Camper's Favorite Books of 2023
5. Ice: From Mixed Drinks to Skating Rinks–a Cool History of a Hot Commodity by Amy Brady [Amazon] [bookshop]
Amy Brady's book about the cultural history of ice was a perfect pairing to my how-to book on ice cubes, coming out just a month after my own. This has the history of "Ice King" Frederic Tudor, plus how ice fundamentally changed America in numerous ways from food and drink to sports and travel.
4. How to Taste: A Guide to Discovering Flavor and Savoring Life by Mandy Naglich [amazon] [bookshop]
It's mostly about tasting beer, wine, and spirits but it's a book about tasting everything from cheese to chocolate to honey, and approaching it like a professional taster. There are tips of developing your palate and tons of interviews with professionals in many different specialties. It makes me want to host tasting parties for everything.
3. Tropical Standard: Cocktail Techniques & Reinvented Recipes by Ben Schaffer and Garret Richard [amazon] [bookshop]
This is the only recipe book on my list, because it introduces new techniques to old drinks. Tropical Standard will probably be known as a book of tiki cocktail recipes made with modern techniques like clarification and isolated acids from Liquid Intelligence, but many of the drinks include no such razzle dazzle: It is really a book on raising the standard of tropical cocktails, optimizing them with everything we've learned in the decades since they were first invented.

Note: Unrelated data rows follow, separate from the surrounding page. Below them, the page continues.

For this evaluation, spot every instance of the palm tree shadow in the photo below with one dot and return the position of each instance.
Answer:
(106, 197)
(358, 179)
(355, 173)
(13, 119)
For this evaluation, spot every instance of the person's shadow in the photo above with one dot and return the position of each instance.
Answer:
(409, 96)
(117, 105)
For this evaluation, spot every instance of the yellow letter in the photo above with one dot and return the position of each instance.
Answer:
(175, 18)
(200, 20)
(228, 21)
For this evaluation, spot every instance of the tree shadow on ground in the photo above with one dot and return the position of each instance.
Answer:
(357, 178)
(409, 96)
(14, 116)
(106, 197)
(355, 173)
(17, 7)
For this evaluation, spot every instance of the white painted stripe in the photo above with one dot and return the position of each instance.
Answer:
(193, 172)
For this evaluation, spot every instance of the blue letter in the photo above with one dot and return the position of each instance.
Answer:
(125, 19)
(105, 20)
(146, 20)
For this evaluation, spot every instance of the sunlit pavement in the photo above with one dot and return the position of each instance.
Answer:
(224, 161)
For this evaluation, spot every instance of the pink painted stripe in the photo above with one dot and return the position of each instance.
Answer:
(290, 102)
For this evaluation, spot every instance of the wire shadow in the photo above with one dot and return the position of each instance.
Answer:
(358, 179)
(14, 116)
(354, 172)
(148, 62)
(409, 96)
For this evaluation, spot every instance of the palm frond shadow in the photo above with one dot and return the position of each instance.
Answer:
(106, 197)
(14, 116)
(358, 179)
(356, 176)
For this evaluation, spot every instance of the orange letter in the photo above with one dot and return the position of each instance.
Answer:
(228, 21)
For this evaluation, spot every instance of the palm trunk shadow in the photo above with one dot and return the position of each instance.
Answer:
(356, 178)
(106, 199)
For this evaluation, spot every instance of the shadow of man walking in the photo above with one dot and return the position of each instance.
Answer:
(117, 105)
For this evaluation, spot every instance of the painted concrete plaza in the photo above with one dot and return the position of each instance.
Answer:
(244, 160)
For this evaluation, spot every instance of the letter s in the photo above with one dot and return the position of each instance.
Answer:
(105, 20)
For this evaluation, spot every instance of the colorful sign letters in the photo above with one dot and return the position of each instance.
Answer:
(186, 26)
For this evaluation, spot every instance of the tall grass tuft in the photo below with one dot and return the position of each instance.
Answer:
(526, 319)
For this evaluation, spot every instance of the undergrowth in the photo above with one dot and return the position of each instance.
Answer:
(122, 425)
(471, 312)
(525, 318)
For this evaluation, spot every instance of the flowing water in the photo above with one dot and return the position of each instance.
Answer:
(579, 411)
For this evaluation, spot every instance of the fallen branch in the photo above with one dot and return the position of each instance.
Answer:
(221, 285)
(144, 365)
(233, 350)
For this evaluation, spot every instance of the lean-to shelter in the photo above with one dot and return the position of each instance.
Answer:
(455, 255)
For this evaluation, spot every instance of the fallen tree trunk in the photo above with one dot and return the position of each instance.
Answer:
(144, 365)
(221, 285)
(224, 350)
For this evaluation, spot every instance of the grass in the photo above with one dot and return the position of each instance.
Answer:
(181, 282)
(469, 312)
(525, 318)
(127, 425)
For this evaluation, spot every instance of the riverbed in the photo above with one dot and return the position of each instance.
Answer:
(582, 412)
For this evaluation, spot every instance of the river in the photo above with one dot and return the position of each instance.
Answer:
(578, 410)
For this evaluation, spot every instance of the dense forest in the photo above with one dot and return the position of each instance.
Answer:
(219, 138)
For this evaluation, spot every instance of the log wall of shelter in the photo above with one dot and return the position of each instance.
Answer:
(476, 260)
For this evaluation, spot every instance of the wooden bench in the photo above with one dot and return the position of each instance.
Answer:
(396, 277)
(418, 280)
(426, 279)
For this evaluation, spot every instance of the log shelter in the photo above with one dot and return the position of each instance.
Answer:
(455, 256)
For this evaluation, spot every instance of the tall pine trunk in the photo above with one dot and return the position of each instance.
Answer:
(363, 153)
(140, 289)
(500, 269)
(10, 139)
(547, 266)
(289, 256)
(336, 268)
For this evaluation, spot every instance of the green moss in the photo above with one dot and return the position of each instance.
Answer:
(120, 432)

2. A Field Guide to Tequila: What It Is, Where It’s From, and How to Taste It by Clayton J. Szczech [amazon] [bookshop]
The title and cover copy really undersell it: This is the tequila book the world needs. About half the book is about the production of tequila and the historical circumstances and sometimes-ridiculous regulations that lead to it being made that way. Tequila is a moving target in many ways, but Szczech has done a great job at nailing the parameters that make it what it is, along with highlighting some of the largest and most traditional players in the category. This is now the first book I recommend about the category.
1. Modern Caribbean Rum by Matt Pietrek and Carrie Smith [buy]
This came out at the end of 2022 but I read it – all 850 pages of it – this year. And it seems like it was written just for me. I am a production nerd and want to know all the ingredients, equipment, and regulations that go into making something and how those things impact how something tastes. Here we get the information on the specific stills- down to the manufacturer- used at every distillery, plus that level of detail about everything from every producer in the covered region. It's a lot, and I like it. So it is all of that wrapped up in a huge heavy package with terrific photos and design – a pleasure to flip through too.
Super Bonus!
The Ice Book: Cool Cubes, Clear Spheres, and Other Chill Cocktail Crafts by Camper English [amazon] [bookshop]
Okay I lied again. Those weren't my top five favorite books of 2023. They're the top 5 books of 2023 that I didn't write. My favorite book of 2023 is The Ice Book, by me!
Learn to make very good ice and shape it into all sorts of amazing cubes, spheres, blinged-out diamonds, and more. I hope you'll pick up a copy if you haven't already.